A libasan trace would be better.

thatsmydoing commented 1 year ago

Here's one https://gist.github.com/thatsmydoing/05750ff32b8e5b0f3d3fdbd6f813d1ad running against https://github.com/thatsmydoing/janus-gateway/commit/2d1b88a19b70bd92a685a7bba91c9c382b172154

I do have another one that has a slightly different error and line https://gist.github.com/thatsmydoing/8a577c6c26005cde8ef70b6e0e181c09

lminiero commented 1 year ago

Looks like a race condition, that I think we correctly identified now. Unfortunately it's a also a bit tricky to address and solve. I'll let you know when there's a patch you can test.

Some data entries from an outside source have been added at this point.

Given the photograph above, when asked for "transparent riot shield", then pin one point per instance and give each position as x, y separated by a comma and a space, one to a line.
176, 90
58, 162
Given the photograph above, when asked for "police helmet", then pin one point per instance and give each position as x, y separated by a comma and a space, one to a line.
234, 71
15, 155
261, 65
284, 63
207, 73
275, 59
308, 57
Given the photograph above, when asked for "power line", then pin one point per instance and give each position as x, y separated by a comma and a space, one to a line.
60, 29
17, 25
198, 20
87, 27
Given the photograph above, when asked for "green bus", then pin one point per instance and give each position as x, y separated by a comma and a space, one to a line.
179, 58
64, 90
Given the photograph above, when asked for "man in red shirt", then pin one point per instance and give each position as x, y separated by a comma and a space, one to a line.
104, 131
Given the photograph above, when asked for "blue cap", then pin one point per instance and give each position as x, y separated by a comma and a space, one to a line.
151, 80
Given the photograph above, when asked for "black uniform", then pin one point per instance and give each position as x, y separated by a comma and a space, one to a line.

lminiero commented 1 year ago

@thatsmydoing please test the PR above. It already includes the other small change I pasted a few weeks ago, so you' won't need to reapply that yourself again.

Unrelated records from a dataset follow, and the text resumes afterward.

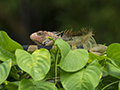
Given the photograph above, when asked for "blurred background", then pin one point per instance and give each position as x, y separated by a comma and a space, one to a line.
20, 18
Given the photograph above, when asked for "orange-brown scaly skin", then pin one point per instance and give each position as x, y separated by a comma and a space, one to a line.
40, 37
84, 40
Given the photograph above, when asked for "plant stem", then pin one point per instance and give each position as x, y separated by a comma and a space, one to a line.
109, 85
56, 66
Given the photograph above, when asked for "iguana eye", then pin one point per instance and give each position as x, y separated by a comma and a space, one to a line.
39, 33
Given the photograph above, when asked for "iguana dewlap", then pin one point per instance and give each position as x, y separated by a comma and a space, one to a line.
85, 41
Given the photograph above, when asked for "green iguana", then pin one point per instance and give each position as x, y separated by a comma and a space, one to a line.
83, 39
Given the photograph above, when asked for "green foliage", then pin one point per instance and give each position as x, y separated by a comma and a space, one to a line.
61, 68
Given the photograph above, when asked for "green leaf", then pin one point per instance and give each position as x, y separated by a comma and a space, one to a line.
63, 46
5, 70
93, 57
113, 70
37, 64
113, 51
46, 86
26, 84
74, 60
119, 85
85, 79
108, 83
11, 86
7, 47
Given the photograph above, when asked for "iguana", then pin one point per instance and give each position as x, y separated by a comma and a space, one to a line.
83, 39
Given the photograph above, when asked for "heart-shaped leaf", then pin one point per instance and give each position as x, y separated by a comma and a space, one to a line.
85, 79
113, 70
5, 70
26, 84
74, 60
37, 64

lminiero commented 1 year ago

@thatsmydoing ping :slightly_smiling_face:

thatsmydoing commented 1 year ago

Ah sorry, I have it running now and it seems good so far. I'll update you next week after having let it run for a bit more.

I think the PR also needs

Patch
diff --git a/src/plugins/janus_videoroom.c b/src/plugins/janus_videoroom.c
index cdf42837..fb0ba279 100644
--- a/src/plugins/janus_videoroom.c
+++ b/src/plugins/janus_videoroom.c
@@ -8633,8 +8633,8 @@ static void janus_videoroom_hangup_media_internal(gpointer session_data) {
                                        }
                                        list = list->next;
                                }
+                               temp = temp->next;
                                janus_videoroom_subscriber_stream_remove(s, NULL, TRUE);
-                               temp = temp->next;
                        }
                        /* Free streams */
                        g_list_free(subscriber->streams);
lminiero commented 1 year ago

No it's there already.

lminiero commented 1 year ago

Ah you mean a different patch than mine I guess?

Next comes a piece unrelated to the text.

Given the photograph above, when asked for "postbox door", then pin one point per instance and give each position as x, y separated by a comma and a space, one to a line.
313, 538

thatsmydoing commented 1 year ago

Yeah, it's a similar fix to the first patch, just in a different area.

lminiero commented 1 year ago

Found another one too, pushed.

thatsmydoing commented 1 year ago

I've not seen any crashes since I used the PR patchset so I think it's good.

lminiero commented 1 year ago

Ack, thanks for the feedback! I'll merge then.